3 questions à Thierry Tacheny

1. Que faites-vous si André vous appelle à 4 heures du matin en disant qu'il a un cadavre dans sa voiture?

J'arrive pour voir de qui il s'agit! Je vais l'aider et lui demander ce que je dois amener : des bottes, une tronçonneuse, un tuyau d'arrosage... Et puis, il y assez de chambres froides au Cercle de Wallonie pour entreposer un cadavre (rires).

2. Vous avez travaillé pour André Van Hecke. Quelle était votre relation?
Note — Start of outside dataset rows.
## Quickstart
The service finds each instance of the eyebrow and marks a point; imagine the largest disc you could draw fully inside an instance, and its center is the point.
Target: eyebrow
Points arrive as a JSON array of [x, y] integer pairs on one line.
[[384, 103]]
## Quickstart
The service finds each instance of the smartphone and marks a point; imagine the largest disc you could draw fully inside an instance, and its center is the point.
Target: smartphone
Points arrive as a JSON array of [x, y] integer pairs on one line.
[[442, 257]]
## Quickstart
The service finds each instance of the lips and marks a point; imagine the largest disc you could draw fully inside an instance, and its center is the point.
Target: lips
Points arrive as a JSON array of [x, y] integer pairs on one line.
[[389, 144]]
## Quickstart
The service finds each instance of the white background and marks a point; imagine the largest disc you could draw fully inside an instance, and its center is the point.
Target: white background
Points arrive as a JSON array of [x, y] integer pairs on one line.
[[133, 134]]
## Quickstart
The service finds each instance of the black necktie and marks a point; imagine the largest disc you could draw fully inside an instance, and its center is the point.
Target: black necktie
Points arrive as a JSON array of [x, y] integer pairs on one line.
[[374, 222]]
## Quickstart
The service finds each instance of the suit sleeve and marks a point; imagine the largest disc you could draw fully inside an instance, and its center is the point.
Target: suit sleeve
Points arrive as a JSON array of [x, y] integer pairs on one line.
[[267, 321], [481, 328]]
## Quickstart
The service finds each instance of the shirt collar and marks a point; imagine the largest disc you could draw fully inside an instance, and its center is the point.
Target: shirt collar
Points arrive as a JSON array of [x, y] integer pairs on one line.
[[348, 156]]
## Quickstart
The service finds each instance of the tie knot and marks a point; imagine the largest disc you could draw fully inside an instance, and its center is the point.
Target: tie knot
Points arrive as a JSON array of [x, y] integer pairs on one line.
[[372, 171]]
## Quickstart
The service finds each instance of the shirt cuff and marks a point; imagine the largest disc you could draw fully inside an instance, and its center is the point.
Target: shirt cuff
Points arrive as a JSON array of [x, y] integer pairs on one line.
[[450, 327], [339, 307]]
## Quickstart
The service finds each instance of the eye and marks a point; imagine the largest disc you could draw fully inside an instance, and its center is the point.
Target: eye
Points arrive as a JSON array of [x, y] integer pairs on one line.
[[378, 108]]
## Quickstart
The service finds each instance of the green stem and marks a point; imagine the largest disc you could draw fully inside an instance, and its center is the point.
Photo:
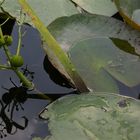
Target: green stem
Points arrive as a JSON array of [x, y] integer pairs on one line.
[[55, 49], [3, 67], [24, 80], [19, 40]]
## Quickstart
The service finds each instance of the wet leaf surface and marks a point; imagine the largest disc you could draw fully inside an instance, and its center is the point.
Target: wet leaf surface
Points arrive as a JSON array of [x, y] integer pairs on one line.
[[101, 7], [130, 11], [98, 116]]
A part au tout début, cela n'a jamais été une relation hiérarchique. C'est très vite devenu une sorte de ping-pong, motivée par l'expression un peu triviale: "Fuck the rules": on essayait de changer d'angle, d'être créatifs...

3. Quels sont ses qualités et ses défauts?

C'est un fonceur, un créatif, capable de marcher dans l'air. André, c'est aussi la générosité même : on ne peut pas lui dire non. C'est parfois démesuré. Il a donc les défauts de ses qualités : sa créativité est parfois excessive. Il n'est pas toujours nécessaire d'aller aussi loin et aussi fort. Or, rien ne va jamais assez vite pour lui, il est impatient. C'est un peu un despote éclairé mais c'est ça qui a fait bouger les choses.